Выдавай за чистую монету!
Не стесняйся, старый пустозвон, -
Все равно на свете правды нету!
Скептическая песня
И так, я летел с двадцать третьего этажа…
Мюнхгаузен посмотрел на своих слушателей. Они сидели, ухмылялись и не верили ни одному его слову.
И тогда ему захотелось рассказать о том, что у него на душе, о том, что его давно печалило и волновало.
- Я летел и думал, - заговорил он так правдиво и искренне, как не говорил никогда. - Земля, думал я, в сущности, неплохая планета, хотя не всегда с ней приятно сталкиваться. Вот и сейчас она тянет меня к себе, даже не подозревая о возможных последствиях. А потом, когда я больше не смогу ей противиться, она спрячет меня, как прячет собака кость. Прячет, а после сама не может найти. Земля тоже не сможет меня найти - если станет искать когда-нибудь…
Мюнхгаузен опять посмотрел на слушателей!. Они по-прежнему ухмылялись и не верили ни одному его слову. И ему стало грустно - так грустно, что он величественно поднял голову и небрежно окончил рассказ:
- Я задумался и пролетел свою конечную остановку. Только это меня и спасло.
Примечание:
Мушкетеры
Бражники, задиры, смельчаки - словом, настоящие мужчины… Молодеют в зале старики, женщины вздыхают беспричинно.

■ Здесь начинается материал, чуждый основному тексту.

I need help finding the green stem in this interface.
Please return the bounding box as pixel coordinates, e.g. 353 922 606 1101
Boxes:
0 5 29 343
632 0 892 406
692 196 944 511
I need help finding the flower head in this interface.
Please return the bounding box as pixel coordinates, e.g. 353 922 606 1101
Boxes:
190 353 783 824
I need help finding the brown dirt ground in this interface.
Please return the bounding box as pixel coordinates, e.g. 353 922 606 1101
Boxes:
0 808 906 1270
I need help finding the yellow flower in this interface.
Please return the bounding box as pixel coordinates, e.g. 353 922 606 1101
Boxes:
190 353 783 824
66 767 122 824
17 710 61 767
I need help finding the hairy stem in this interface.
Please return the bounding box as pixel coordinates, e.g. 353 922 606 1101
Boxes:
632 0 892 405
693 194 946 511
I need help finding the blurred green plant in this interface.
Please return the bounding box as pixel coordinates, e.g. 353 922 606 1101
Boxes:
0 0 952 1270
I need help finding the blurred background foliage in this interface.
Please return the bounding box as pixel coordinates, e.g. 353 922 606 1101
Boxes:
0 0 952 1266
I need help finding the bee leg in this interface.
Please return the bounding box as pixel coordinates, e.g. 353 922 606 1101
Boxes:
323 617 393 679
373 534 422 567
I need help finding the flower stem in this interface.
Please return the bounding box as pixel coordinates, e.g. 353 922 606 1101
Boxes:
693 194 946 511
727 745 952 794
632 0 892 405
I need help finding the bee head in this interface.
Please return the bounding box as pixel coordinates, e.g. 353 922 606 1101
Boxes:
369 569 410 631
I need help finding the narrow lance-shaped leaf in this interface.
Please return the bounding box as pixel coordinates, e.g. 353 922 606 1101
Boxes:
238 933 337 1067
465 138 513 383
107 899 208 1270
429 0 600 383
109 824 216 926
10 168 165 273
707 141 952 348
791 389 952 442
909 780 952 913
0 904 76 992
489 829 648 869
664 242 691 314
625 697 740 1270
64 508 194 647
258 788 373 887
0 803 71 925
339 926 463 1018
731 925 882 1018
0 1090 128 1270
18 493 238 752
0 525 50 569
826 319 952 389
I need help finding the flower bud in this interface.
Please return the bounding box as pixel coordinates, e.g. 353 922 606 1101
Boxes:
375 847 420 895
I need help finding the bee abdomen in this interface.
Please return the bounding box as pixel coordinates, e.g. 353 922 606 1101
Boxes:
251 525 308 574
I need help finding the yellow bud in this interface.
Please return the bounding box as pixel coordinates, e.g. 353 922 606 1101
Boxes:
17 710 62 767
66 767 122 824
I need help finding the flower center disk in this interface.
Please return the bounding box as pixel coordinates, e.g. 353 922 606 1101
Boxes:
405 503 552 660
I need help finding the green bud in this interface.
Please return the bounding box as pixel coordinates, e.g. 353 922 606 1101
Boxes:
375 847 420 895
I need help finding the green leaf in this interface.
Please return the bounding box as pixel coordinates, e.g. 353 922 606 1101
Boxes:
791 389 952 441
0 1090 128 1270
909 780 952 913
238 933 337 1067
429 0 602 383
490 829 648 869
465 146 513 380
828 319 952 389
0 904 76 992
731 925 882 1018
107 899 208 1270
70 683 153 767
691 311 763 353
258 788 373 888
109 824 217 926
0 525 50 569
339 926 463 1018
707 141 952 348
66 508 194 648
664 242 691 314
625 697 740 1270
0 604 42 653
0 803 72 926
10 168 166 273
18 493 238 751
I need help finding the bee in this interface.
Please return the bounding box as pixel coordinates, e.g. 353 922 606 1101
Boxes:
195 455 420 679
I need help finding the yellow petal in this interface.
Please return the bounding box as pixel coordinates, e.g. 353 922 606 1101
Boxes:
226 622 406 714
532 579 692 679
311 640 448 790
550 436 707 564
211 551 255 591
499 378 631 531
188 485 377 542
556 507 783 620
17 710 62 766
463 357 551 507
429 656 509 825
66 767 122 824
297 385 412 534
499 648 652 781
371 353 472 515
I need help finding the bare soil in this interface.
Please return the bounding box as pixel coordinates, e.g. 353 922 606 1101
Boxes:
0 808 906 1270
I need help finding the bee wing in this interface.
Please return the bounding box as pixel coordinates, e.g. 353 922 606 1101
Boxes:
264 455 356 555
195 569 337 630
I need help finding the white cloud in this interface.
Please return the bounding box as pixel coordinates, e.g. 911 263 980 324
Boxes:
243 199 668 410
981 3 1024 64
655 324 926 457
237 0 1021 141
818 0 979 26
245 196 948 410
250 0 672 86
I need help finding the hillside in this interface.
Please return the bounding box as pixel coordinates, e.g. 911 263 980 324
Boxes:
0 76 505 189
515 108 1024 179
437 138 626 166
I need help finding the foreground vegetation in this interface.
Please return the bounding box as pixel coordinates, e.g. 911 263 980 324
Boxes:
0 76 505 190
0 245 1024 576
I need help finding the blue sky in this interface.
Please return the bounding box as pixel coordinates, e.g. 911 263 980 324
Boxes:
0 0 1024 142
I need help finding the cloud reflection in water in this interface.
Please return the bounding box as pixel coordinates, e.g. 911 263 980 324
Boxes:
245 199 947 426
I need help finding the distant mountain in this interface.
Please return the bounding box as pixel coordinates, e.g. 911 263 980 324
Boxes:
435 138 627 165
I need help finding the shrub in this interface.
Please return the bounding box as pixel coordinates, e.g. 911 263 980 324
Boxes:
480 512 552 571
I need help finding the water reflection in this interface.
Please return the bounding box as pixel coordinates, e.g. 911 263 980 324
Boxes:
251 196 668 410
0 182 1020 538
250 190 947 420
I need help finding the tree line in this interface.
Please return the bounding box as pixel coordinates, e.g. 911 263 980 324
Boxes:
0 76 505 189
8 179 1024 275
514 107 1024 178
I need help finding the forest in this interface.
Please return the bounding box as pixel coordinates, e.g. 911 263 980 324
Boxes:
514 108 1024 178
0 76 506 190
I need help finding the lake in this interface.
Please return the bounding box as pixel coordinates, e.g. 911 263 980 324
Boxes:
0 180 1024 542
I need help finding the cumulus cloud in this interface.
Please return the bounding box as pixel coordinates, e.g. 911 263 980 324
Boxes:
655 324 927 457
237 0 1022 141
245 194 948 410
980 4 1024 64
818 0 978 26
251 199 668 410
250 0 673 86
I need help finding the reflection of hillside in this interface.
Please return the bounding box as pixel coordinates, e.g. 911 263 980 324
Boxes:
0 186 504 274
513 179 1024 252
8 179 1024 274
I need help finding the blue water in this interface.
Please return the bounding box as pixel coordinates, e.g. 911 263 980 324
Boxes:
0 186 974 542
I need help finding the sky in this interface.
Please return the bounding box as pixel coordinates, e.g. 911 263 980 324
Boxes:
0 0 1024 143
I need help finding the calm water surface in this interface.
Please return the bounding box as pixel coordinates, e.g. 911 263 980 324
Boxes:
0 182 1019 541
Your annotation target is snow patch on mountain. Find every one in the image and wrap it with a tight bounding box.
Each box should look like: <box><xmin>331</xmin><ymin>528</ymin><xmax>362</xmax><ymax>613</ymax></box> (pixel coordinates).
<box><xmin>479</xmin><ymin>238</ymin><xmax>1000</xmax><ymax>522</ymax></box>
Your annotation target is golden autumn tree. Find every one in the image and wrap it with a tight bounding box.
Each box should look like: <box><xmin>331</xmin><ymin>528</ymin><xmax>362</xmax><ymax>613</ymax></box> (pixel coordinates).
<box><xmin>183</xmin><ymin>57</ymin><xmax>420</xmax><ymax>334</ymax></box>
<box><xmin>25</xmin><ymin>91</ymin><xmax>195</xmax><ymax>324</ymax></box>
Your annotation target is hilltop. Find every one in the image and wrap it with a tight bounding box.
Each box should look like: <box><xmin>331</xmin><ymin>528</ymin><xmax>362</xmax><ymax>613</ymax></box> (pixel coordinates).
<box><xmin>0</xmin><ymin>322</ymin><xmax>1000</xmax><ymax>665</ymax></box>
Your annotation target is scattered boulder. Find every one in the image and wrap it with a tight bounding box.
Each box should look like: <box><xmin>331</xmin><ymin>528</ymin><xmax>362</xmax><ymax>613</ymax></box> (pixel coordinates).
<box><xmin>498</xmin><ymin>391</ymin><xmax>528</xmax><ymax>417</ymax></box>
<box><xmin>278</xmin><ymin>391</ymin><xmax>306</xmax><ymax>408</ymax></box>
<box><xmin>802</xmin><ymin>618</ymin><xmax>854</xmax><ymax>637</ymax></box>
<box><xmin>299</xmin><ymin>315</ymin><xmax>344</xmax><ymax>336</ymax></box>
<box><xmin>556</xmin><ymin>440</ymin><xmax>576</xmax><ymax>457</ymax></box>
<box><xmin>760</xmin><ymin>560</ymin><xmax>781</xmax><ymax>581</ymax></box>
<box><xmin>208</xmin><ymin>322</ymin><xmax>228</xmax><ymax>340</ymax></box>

Горбятся почтенные отцы: их мечты - увы! - не так богаты. Им бы хоть бы раз свести концы не клинков, а собственной зарплаты.
Но зовет их дивная страна, распрямляет согнутые спины - потому что женщина, жена, хочет рядом чувствовать мужчину.
Бой окончен. Выпито вино. Мир чудесный скрылся за экраном.
Женщины выходят из кино. Каждая уходит с д'Артаньяном.
Примечание:
Остров лилипутов
Если бы у лилипутов не было Гулливера, то как бы лилипуты писали свою историю?
Но у лилипутов был Гулливер…
"Лемюэль Гулливер, лилипут по рождению, воспитанию и вероисповеданию. Происходил из довольно низкого рода, но сумел подняться до невиданных высот и высоко поднять знамя нашей великой, славной Лилипутии…"
Лилипуты читают эти строки и вырастают в собственных глазах.
Примечание:
Дон-Кихот
1.
Говорят, что в самом конце Дон Кихот все-таки женился на своей Дульсинее. Они продали Росинанта и купили себе козу. Коза дает два литра молока, но это, говорят, не предел. Говорят, бывают такие козы, которые дают в день до трех литров…
Впрочем, это только так говорят…
2.
Санчо Панса, трезвый человек, человек не сердца, а расчета, вот уже подряд который век ходит на могилу Дон Кихота.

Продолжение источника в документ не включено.